The original Brex card changed the game. No longer did a startup need proof of cash flows, credit scores, and security deposits to get a corporate card. Instead, Brex just wants to know how much money you have, how you spend it, and who invested. It seems obvious now, but never before had a corporate card been tailored so specifically to a market segment.
Today, Brex offers three corporate cards, all with no fees and no interest. Startups get no personal guarantee, easy expense tracking, higher credit limits, and extra rewards for rideshare, travel, and SaaS subscriptions. Ecommerce was the first industry specific card, sporting features like net-60 day payments and limits based on percentages of projected sales. And finally comes Life Sciences, with features like receipt-matching to ensure audit-compliance and extra rewards for conference tickets and lab purchases.
Without charging fees or interest, how do they make money? Up until recently, there’s a pretty simple answer. First, they charge merchants a small fee when Brex cards are used for purchases. Second, they charge $5/user/month for additional cards, with the first five cards included free. They haven’t published any revenue numbers, but it’s clear their top priority is customer experience, not profitability.
However, they recently announced Brex Cash - a bank account replacement with 1.39% yield and no transfer fees.

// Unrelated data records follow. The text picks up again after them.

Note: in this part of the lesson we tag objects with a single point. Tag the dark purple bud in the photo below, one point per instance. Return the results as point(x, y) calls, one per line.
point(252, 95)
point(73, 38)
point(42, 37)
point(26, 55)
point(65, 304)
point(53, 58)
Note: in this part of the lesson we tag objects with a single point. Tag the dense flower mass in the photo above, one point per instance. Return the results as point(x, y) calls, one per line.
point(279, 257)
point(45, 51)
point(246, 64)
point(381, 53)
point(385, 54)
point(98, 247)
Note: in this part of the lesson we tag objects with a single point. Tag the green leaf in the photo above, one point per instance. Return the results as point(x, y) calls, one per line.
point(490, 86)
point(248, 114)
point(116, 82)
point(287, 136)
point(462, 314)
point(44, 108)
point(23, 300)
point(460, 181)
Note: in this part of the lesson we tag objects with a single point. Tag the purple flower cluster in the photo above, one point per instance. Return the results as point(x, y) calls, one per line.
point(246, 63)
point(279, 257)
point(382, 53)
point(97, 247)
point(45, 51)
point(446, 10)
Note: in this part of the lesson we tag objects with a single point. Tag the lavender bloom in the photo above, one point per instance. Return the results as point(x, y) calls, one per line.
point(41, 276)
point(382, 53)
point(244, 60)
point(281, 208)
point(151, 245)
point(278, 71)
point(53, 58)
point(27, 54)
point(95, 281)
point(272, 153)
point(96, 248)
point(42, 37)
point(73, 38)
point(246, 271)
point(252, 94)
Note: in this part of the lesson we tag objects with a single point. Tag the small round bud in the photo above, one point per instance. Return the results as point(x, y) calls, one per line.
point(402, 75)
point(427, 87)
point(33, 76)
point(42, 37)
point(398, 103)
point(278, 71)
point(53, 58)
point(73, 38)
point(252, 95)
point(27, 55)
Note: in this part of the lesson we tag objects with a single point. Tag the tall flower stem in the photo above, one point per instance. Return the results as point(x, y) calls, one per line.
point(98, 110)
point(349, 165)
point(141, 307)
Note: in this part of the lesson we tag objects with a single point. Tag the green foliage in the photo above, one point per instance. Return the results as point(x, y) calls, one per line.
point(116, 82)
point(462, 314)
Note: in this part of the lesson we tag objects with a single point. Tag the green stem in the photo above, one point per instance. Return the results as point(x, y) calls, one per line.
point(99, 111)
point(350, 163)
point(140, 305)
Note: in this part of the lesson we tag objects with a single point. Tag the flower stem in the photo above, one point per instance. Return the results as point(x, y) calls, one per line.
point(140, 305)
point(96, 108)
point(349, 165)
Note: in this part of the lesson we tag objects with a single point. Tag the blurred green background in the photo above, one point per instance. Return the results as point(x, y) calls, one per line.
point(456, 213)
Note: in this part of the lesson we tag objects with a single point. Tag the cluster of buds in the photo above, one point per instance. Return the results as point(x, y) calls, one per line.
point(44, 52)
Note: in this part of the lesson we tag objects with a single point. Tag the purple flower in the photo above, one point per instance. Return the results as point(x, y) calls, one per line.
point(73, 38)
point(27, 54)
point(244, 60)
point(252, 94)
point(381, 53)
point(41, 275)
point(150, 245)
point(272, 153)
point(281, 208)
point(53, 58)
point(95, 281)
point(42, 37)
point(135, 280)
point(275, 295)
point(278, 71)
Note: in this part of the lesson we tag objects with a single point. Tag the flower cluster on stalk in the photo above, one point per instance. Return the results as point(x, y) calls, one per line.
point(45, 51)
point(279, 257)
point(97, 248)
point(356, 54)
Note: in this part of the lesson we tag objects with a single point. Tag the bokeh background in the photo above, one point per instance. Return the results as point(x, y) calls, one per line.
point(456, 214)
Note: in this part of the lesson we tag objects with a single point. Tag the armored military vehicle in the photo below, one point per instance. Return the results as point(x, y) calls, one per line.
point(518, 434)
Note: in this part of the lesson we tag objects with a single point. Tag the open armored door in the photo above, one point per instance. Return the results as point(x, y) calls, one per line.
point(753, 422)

There’s a saying that the goal of every fintech company is to become a bank, and this certainly lends itself to that. My guess is that through Brex Cash, they will have enough capital to lend/invest to generate significant revenue without introducing fees or interest.
Brex has been a rocket-ship since day one. In the few years since it’s founding, it’s raised almost $300M and now boasts a $2.6B valuation. What’s even crazier is that when they raised their Series C-2 round, they still hadn’t spent the money from their Series C - in their own words, it was more of a “repricing event”. Nobody, not even Brex, was expecting such massive success in markets outside of startups. But with Ecommerce and Life Sciences serving as proof, their total addressable market has blown up, hence the increasing valuation. They started by asking if a card tailored to startups would work, and now the question is: what industry wouldn’t it work?